Figure 18: Piano example of chord progression.

It’s interesting to mention one thing about every second bar of each line: In the right hand we keep playing the inversions G/D, C/E and F/C, while in the left hand we play the root notes for these chords: G, C, F. Therefore, all these chords are in fact a G, a C and an F. Cool huh?

Chord overview with lyrics

Figure 19: Chord sheet with lyrics.

You’ve just learnt how to play all parts of the song “Sweet home Alabama” by Lynyrd Skynyrd. Now open up that piano, and play the whole song. Enjoy!

Music theorie: solos

Are you still hungry to learn more? That’s great! So, you’re pretty interested in boosting those piano skills. Good for you. In this section, you’ll learn all about soloing on “Sweet Home Alabama.”

At this moment, you’ve practiced all chords for this song, and you know all the parts of its structure. What more could you ask for? Well, you do hear a piano solo in the track, right? So, how about we tell you how to improvise over this chord progression? That way you can try out some fun melodies on top of the basic chords. To be able to improvise you need to know a bit of music theory. So, let’s dive into that right now!
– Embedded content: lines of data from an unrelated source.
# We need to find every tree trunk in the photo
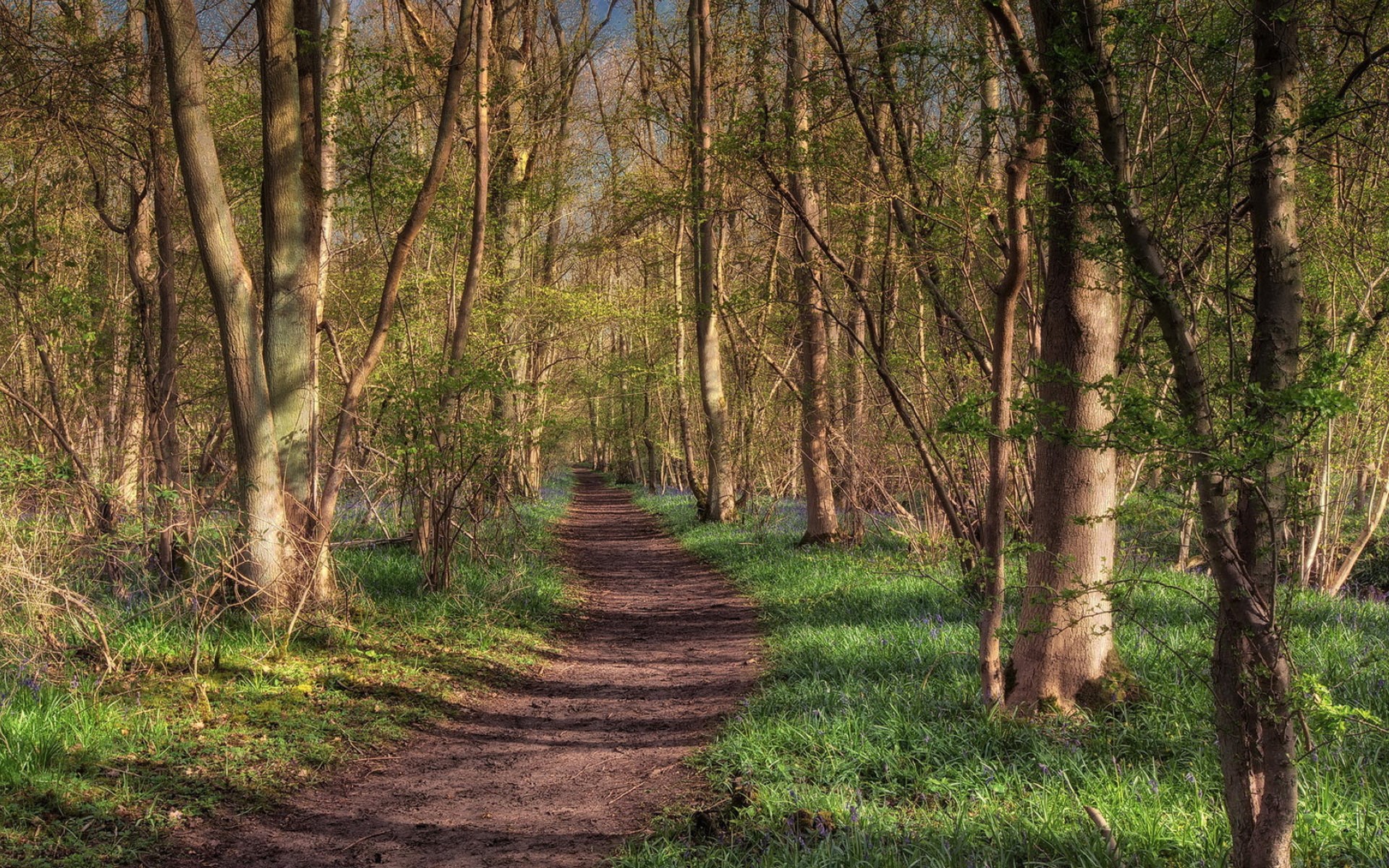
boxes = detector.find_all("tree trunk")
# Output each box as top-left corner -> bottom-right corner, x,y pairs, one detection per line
980,0 -> 1049,705
257,0 -> 320,524
142,8 -> 187,581
689,0 -> 736,522
786,6 -> 839,545
1211,0 -> 1303,868
157,0 -> 297,608
1007,0 -> 1121,710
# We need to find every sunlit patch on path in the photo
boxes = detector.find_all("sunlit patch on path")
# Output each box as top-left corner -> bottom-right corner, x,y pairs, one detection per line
168,474 -> 758,868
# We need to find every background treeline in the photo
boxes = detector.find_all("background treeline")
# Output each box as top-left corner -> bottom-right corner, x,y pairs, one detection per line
0,0 -> 1389,865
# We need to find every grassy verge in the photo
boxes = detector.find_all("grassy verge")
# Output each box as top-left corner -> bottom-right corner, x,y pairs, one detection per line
618,497 -> 1389,868
0,477 -> 569,868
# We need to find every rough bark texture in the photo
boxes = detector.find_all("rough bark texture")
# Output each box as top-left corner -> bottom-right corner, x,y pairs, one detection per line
1211,0 -> 1303,868
145,8 -> 187,579
1079,0 -> 1301,868
980,0 -> 1049,705
314,0 -> 472,557
1007,0 -> 1121,708
689,0 -> 736,521
257,0 -> 318,522
786,0 -> 839,543
157,0 -> 289,607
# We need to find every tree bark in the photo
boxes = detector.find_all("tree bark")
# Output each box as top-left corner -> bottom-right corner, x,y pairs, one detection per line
1007,0 -> 1121,710
1211,0 -> 1303,868
257,0 -> 320,522
980,0 -> 1050,705
786,0 -> 839,545
689,0 -> 736,522
157,0 -> 297,608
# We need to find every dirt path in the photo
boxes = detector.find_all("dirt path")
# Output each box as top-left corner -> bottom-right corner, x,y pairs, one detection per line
161,474 -> 758,868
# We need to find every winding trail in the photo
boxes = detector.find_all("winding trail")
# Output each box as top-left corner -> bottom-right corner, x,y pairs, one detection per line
160,472 -> 758,868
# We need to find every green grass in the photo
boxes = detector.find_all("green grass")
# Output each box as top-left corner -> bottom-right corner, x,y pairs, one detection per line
0,477 -> 571,868
618,497 -> 1389,868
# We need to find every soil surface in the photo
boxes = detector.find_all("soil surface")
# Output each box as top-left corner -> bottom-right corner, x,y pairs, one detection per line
163,472 -> 760,868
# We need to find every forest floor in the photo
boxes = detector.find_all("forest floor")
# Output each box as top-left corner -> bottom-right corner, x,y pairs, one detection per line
158,474 -> 760,868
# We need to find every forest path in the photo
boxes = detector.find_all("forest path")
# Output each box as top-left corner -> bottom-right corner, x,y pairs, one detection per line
168,472 -> 760,868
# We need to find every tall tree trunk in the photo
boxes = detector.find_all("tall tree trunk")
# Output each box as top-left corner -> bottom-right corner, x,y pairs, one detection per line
1079,0 -> 1303,868
1007,0 -> 1121,710
314,0 -> 474,558
1211,0 -> 1303,868
313,0 -> 349,508
980,0 -> 1050,705
689,0 -> 736,522
786,0 -> 839,545
140,8 -> 187,581
157,0 -> 297,608
257,0 -> 320,524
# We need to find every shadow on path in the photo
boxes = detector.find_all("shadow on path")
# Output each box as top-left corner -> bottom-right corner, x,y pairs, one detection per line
163,472 -> 758,868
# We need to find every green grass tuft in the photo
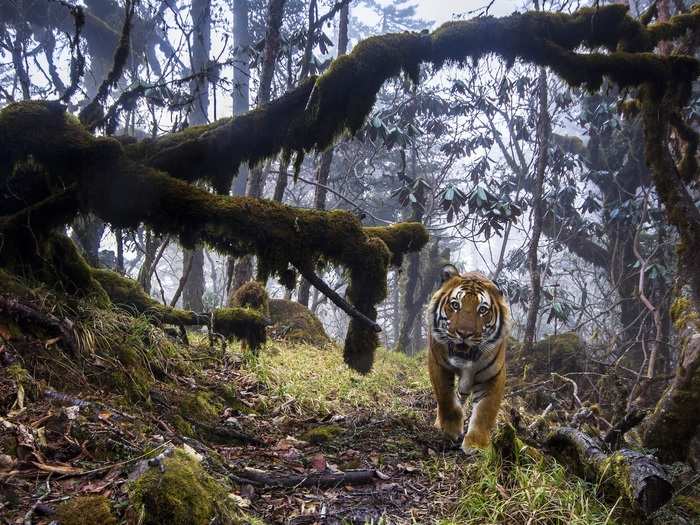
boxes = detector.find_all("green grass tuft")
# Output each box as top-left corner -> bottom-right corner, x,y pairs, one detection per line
251,343 -> 430,415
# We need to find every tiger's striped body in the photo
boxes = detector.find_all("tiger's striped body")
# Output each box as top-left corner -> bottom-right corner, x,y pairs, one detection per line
428,265 -> 510,451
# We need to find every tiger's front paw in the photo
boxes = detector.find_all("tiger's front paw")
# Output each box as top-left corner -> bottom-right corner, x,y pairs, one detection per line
435,408 -> 464,439
462,429 -> 491,454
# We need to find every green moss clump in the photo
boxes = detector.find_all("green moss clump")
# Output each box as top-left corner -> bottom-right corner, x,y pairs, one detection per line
508,332 -> 585,380
90,268 -> 196,325
301,425 -> 343,445
172,414 -> 195,437
5,363 -> 32,385
363,222 -> 429,266
0,232 -> 109,307
56,496 -> 117,525
214,308 -> 268,352
180,391 -> 223,422
0,268 -> 32,297
129,449 -> 234,525
671,297 -> 700,330
229,281 -> 270,317
270,299 -> 331,347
As we already explained, the harmonic core of this song is formed by just three chords. This sequence is repeated over and over again. So, by playing the D chord, C chord, and G chord Lynyrd Skynyrd lay down a harmonic highway on top of which you can drive as fast, slow and freely as you want. There’s only one catch though: You need to know where this highway is. We’ll show you.

Figure 20: Main chord progression Sweet Home Alabama

Both the guitar and the piano are soloing over these chord changes that we just dubbed the highway. All these three chords — D, C, G — belong to the G major family. This means that the G major scale can cover all these chords. So, there you have it, the G major scale is your solo highway.

First of all, let’s have a look at the G major scale and the chord buildup:

Figure 21: G major scale & chords.

As you can see, all notes of the D, C and G chords are from the G major scale. So, play the G major scale all over the keyboard and listen to which combinations sound nice and cool. 

If you want to sound more bluesy, then here is another route you can take. Let’s say this is an alternative highway with the same benefits. We call it the E minor pentatonic scale. The E minor pentatonic has five notes: E – G – A – B – D. As you can see, these notes are from the G major scale. To make it even more bluesy, let’s add a “blue” note, which is A# (or Bb). So, the E minor pentatonic with blue note gives us the following scale: E – G – A – A# – B – D. 

Summing it up, to improvise on “Sweet Home Alabama” you can use the: 

  • G major scale. 
  • E minor pentatonic. 
  • E minor pentatonic with “blue” note. 

The E minor pentatonic adds more bluesy vibes to your sound, while the G major scale characterizes the key center of this song. Don’t take our word for it, try it out! 

Fun facts about Sweet Home Alabama

Let’s make one thing very clear: Lynyrd Skynyrd is not from Alabama. Ed King, Gary Rossington, Ronnie van Zant, Allen Collins, Larry Junstrom and Bob Burns are originally from Jacksonville, Florida. Well, actually Ed King was from California, but still, that’s not Alabama. Yeah, mind blowing, right? We know. The song itself came into existence when guitarist Rossington was playing the intro riff while waiting for his bandmates to come to rehearsal. Ronnie van Zant couldn’t get enough and wrote the lyrics in a blink of an eye.

There’s a lot of speculation going on about the lyrics of “Sweet Home Alabama.” For example, Van Zant writes about Watergate, and the governor of Birmingham. Check out the third verse below.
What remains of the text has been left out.